You can just convert Formik's version back on submit by using reduce() instead of refactoring the whole project.

const backToObject = values.yourValue.reduce((obj, value) => {
  obj[value.key] = value;
  return obj;
}, {});
tameem-hamoui commented 3 years ago

that is kind of what im doing but there are many pieces to it and its getting tricky to convert the data back and forth. it would be nice if formik respected the order of javascript keys. at least give the user an option to make it re-render when the order of the keys change.

johnrom commented 3 years ago

I think this would be a breaking change especially in terms of enableReinitialize. I'm not totally against it but probably 40/60 against it. Formik's values object is very much intended to be a bag of nested properties in no specific order, and I believe many people, when updating an object field's value will do something like:

setFieldValue("myObjectValue", {
  ...prevMyObjectValue,
  myUpdatedProp: 'updated',
});

In order to make a change like this, we would have to determine that even though myObjectValue is an object, and could be considered to have nested fields, it is in fact NOT nested fields and is a single field which may or may not be sorted. Even then, some people might not expect performing a spread operation like the above to cause updates to values, and will create the exact opposite issue of this: "Formik triggering renders when order of keys in object changes :("
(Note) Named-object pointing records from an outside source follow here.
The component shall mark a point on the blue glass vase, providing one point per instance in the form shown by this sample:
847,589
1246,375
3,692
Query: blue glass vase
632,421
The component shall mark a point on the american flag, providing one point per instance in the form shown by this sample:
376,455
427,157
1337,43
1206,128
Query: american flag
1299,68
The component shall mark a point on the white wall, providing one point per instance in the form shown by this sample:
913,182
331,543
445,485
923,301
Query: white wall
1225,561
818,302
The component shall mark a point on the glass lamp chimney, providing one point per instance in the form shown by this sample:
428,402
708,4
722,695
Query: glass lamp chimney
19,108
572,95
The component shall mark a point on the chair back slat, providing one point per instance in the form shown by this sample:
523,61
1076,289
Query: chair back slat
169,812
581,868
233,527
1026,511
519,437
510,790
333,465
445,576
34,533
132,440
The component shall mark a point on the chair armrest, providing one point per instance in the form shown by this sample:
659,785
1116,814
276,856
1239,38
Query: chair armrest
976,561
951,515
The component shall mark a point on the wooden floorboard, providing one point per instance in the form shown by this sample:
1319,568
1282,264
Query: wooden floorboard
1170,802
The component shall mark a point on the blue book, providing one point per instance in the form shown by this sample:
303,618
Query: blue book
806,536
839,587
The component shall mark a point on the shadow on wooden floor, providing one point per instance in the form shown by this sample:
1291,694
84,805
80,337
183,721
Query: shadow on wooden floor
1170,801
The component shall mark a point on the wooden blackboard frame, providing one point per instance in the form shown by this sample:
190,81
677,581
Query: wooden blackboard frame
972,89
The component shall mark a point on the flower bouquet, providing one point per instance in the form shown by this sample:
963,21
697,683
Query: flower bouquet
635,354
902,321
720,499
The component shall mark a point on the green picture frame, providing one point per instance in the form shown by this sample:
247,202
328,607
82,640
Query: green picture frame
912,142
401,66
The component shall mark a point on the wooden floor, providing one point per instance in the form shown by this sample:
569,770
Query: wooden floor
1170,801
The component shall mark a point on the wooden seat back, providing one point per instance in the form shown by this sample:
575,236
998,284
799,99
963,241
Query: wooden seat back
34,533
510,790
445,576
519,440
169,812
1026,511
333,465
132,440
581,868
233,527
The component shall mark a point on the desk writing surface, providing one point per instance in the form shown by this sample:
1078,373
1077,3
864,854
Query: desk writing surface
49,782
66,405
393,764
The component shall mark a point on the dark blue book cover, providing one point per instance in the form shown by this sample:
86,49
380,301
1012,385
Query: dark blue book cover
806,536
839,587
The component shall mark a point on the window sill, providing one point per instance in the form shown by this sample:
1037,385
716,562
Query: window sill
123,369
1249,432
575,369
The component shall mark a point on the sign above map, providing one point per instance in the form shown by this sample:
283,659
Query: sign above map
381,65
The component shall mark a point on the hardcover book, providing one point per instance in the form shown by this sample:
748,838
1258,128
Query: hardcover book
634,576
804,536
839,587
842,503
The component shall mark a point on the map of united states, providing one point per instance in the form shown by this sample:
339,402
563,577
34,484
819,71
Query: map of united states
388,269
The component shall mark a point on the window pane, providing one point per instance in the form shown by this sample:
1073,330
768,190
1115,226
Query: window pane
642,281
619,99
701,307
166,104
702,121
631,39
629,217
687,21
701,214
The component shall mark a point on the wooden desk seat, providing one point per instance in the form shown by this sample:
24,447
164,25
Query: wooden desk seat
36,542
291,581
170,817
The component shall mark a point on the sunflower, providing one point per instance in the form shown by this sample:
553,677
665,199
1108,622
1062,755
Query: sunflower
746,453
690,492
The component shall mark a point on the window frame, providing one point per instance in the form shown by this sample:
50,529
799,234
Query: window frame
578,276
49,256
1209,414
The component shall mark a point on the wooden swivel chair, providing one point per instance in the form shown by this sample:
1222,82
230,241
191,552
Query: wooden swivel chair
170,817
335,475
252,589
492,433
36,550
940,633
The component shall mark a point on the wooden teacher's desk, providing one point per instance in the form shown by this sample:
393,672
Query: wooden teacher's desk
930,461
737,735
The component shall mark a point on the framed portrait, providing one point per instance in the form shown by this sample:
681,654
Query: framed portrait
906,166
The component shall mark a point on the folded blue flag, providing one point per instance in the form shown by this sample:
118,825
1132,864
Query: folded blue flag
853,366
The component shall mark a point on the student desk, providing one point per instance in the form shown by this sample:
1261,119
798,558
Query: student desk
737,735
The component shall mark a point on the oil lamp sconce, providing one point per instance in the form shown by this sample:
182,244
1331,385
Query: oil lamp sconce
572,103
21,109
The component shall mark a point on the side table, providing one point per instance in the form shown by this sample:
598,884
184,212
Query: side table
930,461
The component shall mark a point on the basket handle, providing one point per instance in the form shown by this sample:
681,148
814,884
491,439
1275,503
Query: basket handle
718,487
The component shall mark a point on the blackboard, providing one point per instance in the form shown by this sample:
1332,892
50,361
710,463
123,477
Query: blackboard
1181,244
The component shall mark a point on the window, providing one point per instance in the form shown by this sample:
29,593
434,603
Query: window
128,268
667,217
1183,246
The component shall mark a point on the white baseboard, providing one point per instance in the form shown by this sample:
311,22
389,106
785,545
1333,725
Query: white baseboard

My recommendation is to use TypeScript, which will make it very clear when you need to convert back and forth, and to create a selector for converting back and forth, so even if you need to make this conversion 1000 times in your code, all you need to do is:

interface KeyedValue<Key extends string> { key: Key, value: string };
interface KeyedObject = {
  [Key: string]: KeyedValue<Key>,
}

const selectKeyedObjectFromKeyedValues = (
  values: KeyedValue<unknown>[]
) => values.reduce<KeyedObject>((keyedObject, keyedValue) => {
  // I don't know if TS supports this conversion yet, so you may need to cast this value.
  keyedObject[keyedValue.key] = keyedValue;
  return keyedObject;
}, {});

const selectKeyedValuesFromKeyedObject = (keyedObject: KeyedObject) => keyedObject.values();

// 1000 times? easy
const objectValue = selectKeyedObjectFromKeyedValues([ { key: 'abc', value: "1" } ]);
const arrayValue = selectKeyedValuesFromKeyedObject({ abc: { key: 'abc', value: "1" } } });

Now, TypeScript will yell at you whenever you forget to convert. If you can't use typescript, just create the selectors and pray you never forget. That's not a Formik issue, that's just the state of things until you migrate to strongly typed javascript.

tameem-hamoui commented 3 years ago

That is a good point. When we are saving values you'd have to make sure you are maintaining the same order in order to preserve the order of the fields.

My issue is that we are creating temp keys in the formik object in order to create new / or to-be-deleted table rows that are applied on save. When I convert the object into an array I lose those special keys. I wish I could add those special keys to the field values themselves but the structure of those are coming directly from the database and I'm not allowed to add more keys (like that special form key) to them myself. I think ultimately to solve this something with our data needs to change.

johnrom commented 3 years ago

When working inside of Formik (or any form library), it's values shouldn't be considered your database object. It is only the inputs and values necessary to construct your database object.

When handling the data in Formik, you can add the special key to the Value object for use in an array, and remove it when it is converted back to Keyed Object format. What is inside Formik doesn't have to be the same as long as it's converted before entering into Formik (like via initialValues, setValues), and converted back when passed back out (like via onSubmit). This is why I recommend TS, it makes this enforceable.

Once you have an array, you can use FieldArray to help manage adding to, deleting from, and sorting your values array.